Whence the imperative to read, and to own and handle the word made matter?
Is it self-indulgence, or sacrament - means of survival or means of grace?
Philip Toynbee said books were his royal road to God.
Not all books that lead to God are books about God.
To confer with and consult minds other than our own.
To see what others point out to our limited sight.
To feel the impetus of those who push us beyond the restrictive horizons 0f what we know.
To revel in the intellectual humility that provides the humus out of which good learning grows.
To keep alive curiosity and pay attention to the world and listen to our own lives.
To take and read, and to wonder and ponder on goodness, beauty and truth.
To nurture imagination, refresh the wells of thought, replenish our emotional capacity.
And in that sense they are a means of grace, constant sources of new understanding, encounters with minds different from mine and no less valid.
As a matter of interest the book that arrived is an updated classic of art investigation. Beautifully written, it explores the intricacies and complexities involved in establishing the provenance and authenticity of paintings attributed to Vermeer.
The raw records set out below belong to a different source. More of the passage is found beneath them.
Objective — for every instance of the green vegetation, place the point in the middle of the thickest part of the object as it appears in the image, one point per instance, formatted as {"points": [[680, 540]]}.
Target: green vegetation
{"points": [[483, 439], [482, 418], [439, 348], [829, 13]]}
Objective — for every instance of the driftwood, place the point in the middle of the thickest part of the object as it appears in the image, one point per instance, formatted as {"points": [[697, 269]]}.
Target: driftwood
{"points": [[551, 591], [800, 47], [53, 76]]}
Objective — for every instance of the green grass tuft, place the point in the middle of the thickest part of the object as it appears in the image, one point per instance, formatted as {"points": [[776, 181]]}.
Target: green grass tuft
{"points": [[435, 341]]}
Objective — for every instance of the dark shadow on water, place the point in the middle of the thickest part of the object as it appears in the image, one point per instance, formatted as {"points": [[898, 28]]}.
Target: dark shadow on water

But it is Gowing's analysis of Vermeer's temperament and character, and of how these inevitably influenced his technique and artistic expression, that makes this a profound study of genius. When much has been said about cultural milieu, historical context, social influences, and political background, there is still the mystery of temperament and personality, and the complex intertwining of accident, circumstance and personal intention. These may be all but insoluble, but in the attempt, much comes to light that otherwise would remain hidden. Gowing as noted above, is an impetus pushing the reader towards new horizons, teaching us to pay attention to our world, itself a sacrament of creation.
Few artists paid more detailed attention to the sacrament of the ordinary than Jan Vermeer.